En 2021, le pianiste israélien Iddo Bar-Shaï créait un festival à Chantilly, dans le cadre somptueux du château et du vaste domaine légués en 1886 par son dernier propriétaire, le duc d’Aumale, fils de Louis-Philippe, à l’Institut de France qui en assume la gestion. Il y a de quoi s’étonner que pareil site, que jouxte un célèbre hippodrome, n’ait jamais accueilli jusqu’alors de festival ou de saison de concerts.
Le premier week-end de l’automne de ces « Coups de cœur » était voué à célébrer les vingt ans du Quatuor Modigliani. Vingt ans déjà ! se dit-on alors qu'on a tant de souvenirs de cette belle équipe, d’allure toujours aussi juvénile, la même depuis 2003, à l’exception – certes notable – du premier violon Philippe Bernhard qui a laissé la place en 2016 au très talentueux Amaury Coeytaux.
Le premier concert de ce dimanche caniculaire a lieu au milieu de la « galerie de peintures » du musée Condé, seconde collection de peintures anciennes en France après le musée du Louvre –, demeurée inchangée depuis qu'elle a été accrochée (pour respecter les volontés du testateur). Idée intelligente pour le Quatuor Modigliani que celle de nous présenter en première partie leurs jeunes collègues du Quatuor Elmire, fondé à Paris en 2017, constitué des violonistes David Petrlik et Yoan Brakha, de l’altiste Hortense Fourrier et du violoncelliste Rémi Carlon.

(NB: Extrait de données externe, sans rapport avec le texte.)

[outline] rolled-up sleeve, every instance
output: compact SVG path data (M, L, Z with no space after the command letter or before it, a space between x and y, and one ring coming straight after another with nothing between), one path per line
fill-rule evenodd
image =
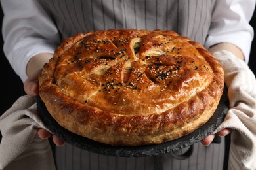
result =
M30 59L41 52L53 53L60 43L58 29L37 0L1 0L4 14L3 51L24 82Z
M205 47L221 43L232 43L240 48L249 62L253 29L249 21L255 8L255 0L217 0L212 14Z

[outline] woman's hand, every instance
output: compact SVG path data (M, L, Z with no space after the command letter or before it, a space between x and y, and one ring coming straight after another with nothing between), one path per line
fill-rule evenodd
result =
M39 94L39 86L38 76L42 71L44 64L47 62L53 54L49 53L41 53L33 57L28 63L27 74L28 79L24 84L25 92L30 96L37 96ZM64 142L54 135L44 129L38 130L38 136L42 139L47 139L52 137L53 141L58 146L63 146Z
M214 137L215 137L216 135L218 135L221 137L224 137L228 134L230 134L232 131L232 129L224 129L220 131L219 131L217 134L211 134L209 135L209 136L206 137L205 138L201 140L201 143L205 146L207 146L210 145L211 142L213 141Z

Ces derniers n’ont pas choisi la facilité avec l’opus 18 n° 1 de Beethoven. Ils affichent d’emblée une concentration et une cohésion qu’une climatisation bruyante et une horloge indiscrète (qui retarde de surcroît !) ne semblent pas perturber. Mais l’approche du quatuor va vite paraître sérieuse, univoque, techniquement certes irréprochable, mais trop compacte dans des phrasés qui pourraient respirer plus large, notamment dans le magnifique second mouvement, un Adagio que Beethoven lui-même décrit comme « affettuoso e appassionato ». L’ensemble de surcroît sonne étonnamment mat, en particulier le premier violon qui joue pourtant sur un Vuillaume.
Le Quatuor Elmire cède ensuite la place… et son altiste au Quatuor Modigliani qui va nous offrir une vision de rêve du Quintette K516 de Mozart. Quel contraste entre les deux formations ! Le passage du quatuor au quintette n’explique pas tout : la chaleur, l’ardeur et l’onctuosité du son des Modigliani nous installent dès les premières notes au cœur de ce qui est l’un des chefs-d’œuvre absolus de Mozart, d’une amplitude peu commune (plus de 35 minutes).
On n’avait jamais perçu jusqu’à ce dimanche la proximité d’inspiration, sinon de facture, de ce Quintette avec une autre œuvre, la plus célèbre de Mozart, qui lui est postérieure d’un an (1788) et dans la même tonalité de sol mineur : la Symphonie n° 40. Dès le thème initial ascendant, les Modigliani et leur second alto font rayonner ce sol mineur d’une lumière quasi méditerranéenne, à l’instar jadis d’un Quartetto Italiano. Ils n’oublient jamais que Mozart n’a nul besoin de surlignage, ni pour le sourire, ni pour les larmes, qui constamment s’entremêlent dans l’allégresse du premier mouvement comme dans le délicat Allegretto qui suit. Ils évitent tout autant la tentation de l’expressionnisme dans l’Adagio douloureux, chanté en sourdine, qui figure en troisième position et qui se prolonge dans l’incipit du dernier mouvement. C’est un sol majeur virevoltant qui conclut l’œuvre (on n’est pas loin du finale de la Petite musique de nuit).